E’ in questo contesto che matura l’incontro con il segretario della FIOM Maurizio Landini, sempre molto critico nei confronti dell’ormai Segretario, ma anche molto curioso, per il nuovo corso che l’idea di leadership sta prendendo a sinistra. Ed in effetti avvisaglie di un avvicinamento tra i due c’erano anche prima delle primarie, anche grazie ai contrasti tra Landini e la Camusso, spesso protagonista di attacchi frontali nei confronti del Sindaco, su tutti quell’intervista ad “in mezz’ora” proprio durante lo svolgimento delle primarie che videro prevalere Pierluigi Bersani. Invasioni di campo ampiamente previste nei confronti di chi ha posto al centro del proprio programma politico anche la rottamazione del collateralismo PCI-PDS-DS-PD/CGIL.

Il dato di fatto è che negli ultimi vent’anni,, non solo la disoccupazione è cresciuta a dismisura (certo in massima parte a causa della congiuntura economica), ma i modelli contrattuali della nostra legislazione sono entrati in crisi, perché espressione di un modello di mercato del lavoro molto rigido e tendenzialmente protezionista. Stando così le cose il sindacato ha rivolto tutte le sue forze a tutelare i già tutelati, disinteressandosi di chi invece iniziava a far fatica ad entrare nel mercato del lavoro, o magari riusciva ad entrarvi ma senza ottenere uno straccio di tutela o diritto. Per non parlare di rappresentanza (sia politica che sindacale).

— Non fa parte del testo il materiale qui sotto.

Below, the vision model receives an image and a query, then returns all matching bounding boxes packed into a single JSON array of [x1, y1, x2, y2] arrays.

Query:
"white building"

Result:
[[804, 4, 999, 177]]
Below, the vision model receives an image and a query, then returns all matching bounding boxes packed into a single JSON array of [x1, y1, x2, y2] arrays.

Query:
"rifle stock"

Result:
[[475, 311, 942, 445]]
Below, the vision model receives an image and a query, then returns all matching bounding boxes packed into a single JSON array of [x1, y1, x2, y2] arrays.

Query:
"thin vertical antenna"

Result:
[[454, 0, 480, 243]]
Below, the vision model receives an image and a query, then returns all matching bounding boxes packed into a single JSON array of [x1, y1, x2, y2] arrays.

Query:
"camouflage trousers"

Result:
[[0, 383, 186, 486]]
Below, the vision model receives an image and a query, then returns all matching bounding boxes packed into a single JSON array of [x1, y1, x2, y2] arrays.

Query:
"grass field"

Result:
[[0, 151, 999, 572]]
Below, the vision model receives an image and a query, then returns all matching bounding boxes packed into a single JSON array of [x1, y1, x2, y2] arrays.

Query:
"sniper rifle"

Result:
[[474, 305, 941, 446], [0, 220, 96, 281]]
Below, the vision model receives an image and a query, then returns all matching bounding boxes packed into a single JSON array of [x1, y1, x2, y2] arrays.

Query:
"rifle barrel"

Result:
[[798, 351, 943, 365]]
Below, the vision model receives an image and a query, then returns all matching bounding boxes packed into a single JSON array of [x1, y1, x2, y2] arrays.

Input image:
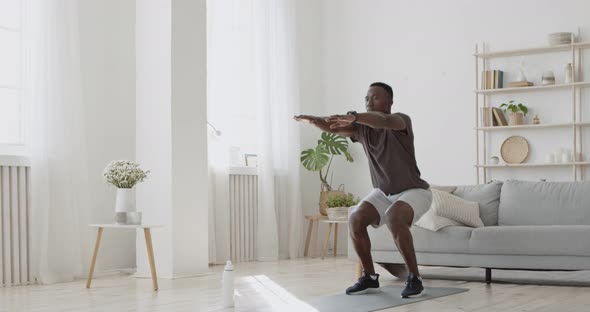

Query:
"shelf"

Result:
[[473, 42, 590, 58], [475, 122, 590, 131], [474, 161, 590, 168], [474, 81, 590, 94]]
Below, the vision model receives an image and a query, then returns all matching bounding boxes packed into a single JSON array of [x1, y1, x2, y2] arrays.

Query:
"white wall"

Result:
[[136, 0, 208, 278], [300, 0, 590, 252], [79, 0, 135, 272]]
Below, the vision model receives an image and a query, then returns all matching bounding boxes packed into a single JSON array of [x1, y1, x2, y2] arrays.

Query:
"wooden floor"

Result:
[[0, 258, 590, 312]]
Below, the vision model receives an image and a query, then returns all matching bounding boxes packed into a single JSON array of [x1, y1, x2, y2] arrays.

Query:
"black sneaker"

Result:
[[346, 274, 381, 295], [402, 273, 424, 298]]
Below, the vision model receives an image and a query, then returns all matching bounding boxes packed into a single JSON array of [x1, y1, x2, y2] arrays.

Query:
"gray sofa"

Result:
[[348, 180, 590, 283]]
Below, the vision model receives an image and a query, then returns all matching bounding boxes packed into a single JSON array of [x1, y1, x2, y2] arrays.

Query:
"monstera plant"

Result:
[[301, 132, 353, 191], [301, 132, 353, 216]]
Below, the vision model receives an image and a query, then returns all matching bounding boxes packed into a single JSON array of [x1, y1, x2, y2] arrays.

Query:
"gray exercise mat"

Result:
[[307, 286, 468, 312]]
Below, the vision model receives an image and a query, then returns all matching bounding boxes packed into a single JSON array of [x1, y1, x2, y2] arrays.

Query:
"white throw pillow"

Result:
[[430, 184, 457, 193], [431, 189, 484, 227], [414, 209, 462, 232]]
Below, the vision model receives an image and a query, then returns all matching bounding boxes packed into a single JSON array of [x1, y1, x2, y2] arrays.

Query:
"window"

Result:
[[0, 0, 27, 154]]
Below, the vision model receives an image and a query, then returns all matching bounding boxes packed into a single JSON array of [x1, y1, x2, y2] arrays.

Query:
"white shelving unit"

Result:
[[473, 42, 590, 183]]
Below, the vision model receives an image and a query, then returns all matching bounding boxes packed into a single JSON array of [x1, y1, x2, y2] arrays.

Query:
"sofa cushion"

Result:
[[430, 190, 483, 227], [453, 181, 502, 226], [414, 209, 462, 232], [469, 225, 590, 256], [498, 180, 590, 225], [368, 226, 473, 253]]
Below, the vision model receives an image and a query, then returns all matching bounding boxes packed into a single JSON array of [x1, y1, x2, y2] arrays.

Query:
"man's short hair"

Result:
[[371, 82, 393, 99]]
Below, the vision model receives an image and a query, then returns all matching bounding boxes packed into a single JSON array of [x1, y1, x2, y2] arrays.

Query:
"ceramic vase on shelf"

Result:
[[508, 112, 524, 126], [115, 188, 141, 225], [115, 188, 135, 212], [103, 160, 149, 225], [563, 63, 574, 83], [541, 70, 555, 86]]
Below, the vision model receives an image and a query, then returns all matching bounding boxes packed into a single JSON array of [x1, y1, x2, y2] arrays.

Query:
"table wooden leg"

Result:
[[143, 228, 158, 290], [309, 220, 319, 258], [334, 223, 338, 257], [86, 227, 103, 288], [322, 223, 332, 260], [303, 220, 313, 257]]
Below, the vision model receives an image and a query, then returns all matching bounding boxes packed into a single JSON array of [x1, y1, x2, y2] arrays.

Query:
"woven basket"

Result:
[[320, 184, 344, 216]]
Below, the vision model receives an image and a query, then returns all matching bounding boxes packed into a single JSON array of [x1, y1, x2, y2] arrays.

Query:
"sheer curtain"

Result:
[[24, 0, 89, 284], [208, 0, 303, 261]]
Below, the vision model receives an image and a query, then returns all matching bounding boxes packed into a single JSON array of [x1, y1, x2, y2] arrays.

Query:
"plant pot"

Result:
[[320, 184, 344, 216], [508, 112, 524, 126], [115, 188, 135, 212]]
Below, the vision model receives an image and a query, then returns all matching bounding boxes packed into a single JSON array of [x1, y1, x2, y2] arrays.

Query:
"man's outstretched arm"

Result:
[[293, 115, 353, 137], [326, 112, 406, 131]]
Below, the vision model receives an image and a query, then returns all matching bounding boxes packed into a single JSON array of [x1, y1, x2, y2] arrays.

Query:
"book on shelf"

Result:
[[481, 70, 504, 89], [492, 107, 508, 126], [508, 81, 533, 88]]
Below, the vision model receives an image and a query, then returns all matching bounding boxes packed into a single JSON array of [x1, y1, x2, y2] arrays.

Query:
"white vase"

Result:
[[564, 63, 574, 83], [115, 188, 135, 212]]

E infatti andando a guardare i numeri forniti dagli stessi sindacati si evince chiaramente che tipo di lavoratori è spinto a tesserarsi. La CGIL conta di 5.712.000 di tesserati, la CISL 4.442.000 mentre la UIL ne ha 2.196.000. In un paese che conta 60 milioni di abitanti, averne più di un sesto iscritto ad un sindacato non è poco. Però il dato che salta subito agli occhi è quello riguardante la percentuale di pensionati rispetto al totale, nella CGIL la percentuale è del 52%, nella UIL il 30% e nella CISL il 46%. E’ fisiologico dunque, che i sindacati cerchino di difendere rendite di posizione, scaricando i costi della contrattazione collettiva sui precari e su chi non è sindacalizzato.

E’ fisiologico ma non più sostenibile, ed è proprio questa la battaglia che sta conducendo Maurizio Landini. Se il sindacato non cambia verso, sarà condannato all’irrilevanza, oltre ad essere visto come una forza conservativa e poco attenta alle fasce deboli della nostra società. Cose che per la verità stanno già accadendo. Ora che al Nazareno c’è Renzi, e non un segretario “amico” (ed anzi spesso in sudditanza psicologica), la CGIL avrà più difficoltà a trovare sponde per la sua politica improntata al tener tutto così com’è. E forse ci si accorgerà che c’è spazio per una nuova classe dirigente e per una nuova forma di rappresentanza anche all’interno del sindacato.

Altrimenti semplicemente i lavoratori andranno a rivolgersi altrove.